Miguel Sayad (SBPRJ)

Face a matança anunciada e televisiva, arrastando grandes audiências e muitos apoios, fico tão envolvido que perco, espero que não morra, minha capacidade de pensar com calma e tranquilidade e, como uma criança que brinca, escrever.

Tomemos como elemento comum à busca de conhecimento, “a curiosidade como forma intelectual mínima”, levantemos cada “frase como um tapete: ver o que está lá escondido”, proponhamo-nos a se for o caso, “mudar de posição para confirmar o que deslizou há séculos para debaixo dos móveis”, “talvez pó ou talvez o decisivo”. Vamos “vasculhar a língua para encontrar aquilo que é capaz de provocar uma interrupção dos hábitos . . .” (1)

 “Nós sabemos que reduzir a divisão social e a projeção do ódio são importantes mecanismos para a coesão social. Isto requer encontrarmos meios para implementar a difícil tarefa de ouvir o outro, seja ele estranho ou mesmo inimigo. Foi Freud que abordou como este “estranho” é, de fato, alguém que representa uma não desejada e escondida parte de nós mesmos…” (2)

Conversa difícil: ânimos exaltados e posições extremadas definidas com certezas. Conversas de vida ou morte. Terrorismo e matança de inocentes. Destruição de cidades e seus habitantes.                           

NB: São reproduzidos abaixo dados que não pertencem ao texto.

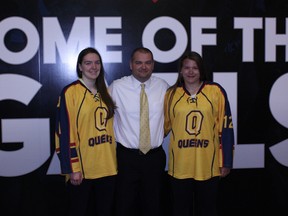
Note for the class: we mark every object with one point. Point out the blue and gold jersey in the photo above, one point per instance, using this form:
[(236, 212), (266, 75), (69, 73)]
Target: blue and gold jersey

Aqui vale muito a advertência de Hanna Arendt (3) de que o não-pensamento viabiliza o crime, embora pensar, acrescento eu, também pode ser perigoso para crenças e verdades arraigadas.

Violência e Terror – Israelenses e Palestinos

Eu e nós condenamos veementemente e ficamos horrorizados, preocupados, tristes e solidários com o sofrimento dos israelenses resultado da ação sádica e do inadmissível ataque à população civil de Israel, perpetrada por forças da resistência palestina, o Hamas, sem dúvidas por meio de ações terroristas. 

Eu e muitos judeus condenamos veementemente Israel e sua política de desrespeito aos direitos humanos e o brutal e desumano bloqueio de Gaza, sua política de terror e desumanização dos palestinos. Condenamos os sofrimentos infligidos aos palestinos pela ocupação ilegal e sistemática de suas terras. Condenamos mais ainda o bombardeio de Gaza e a matança de civis desarmados e acima de tudo crianças indefesas, disseminando o terror entre a população civil e inocente.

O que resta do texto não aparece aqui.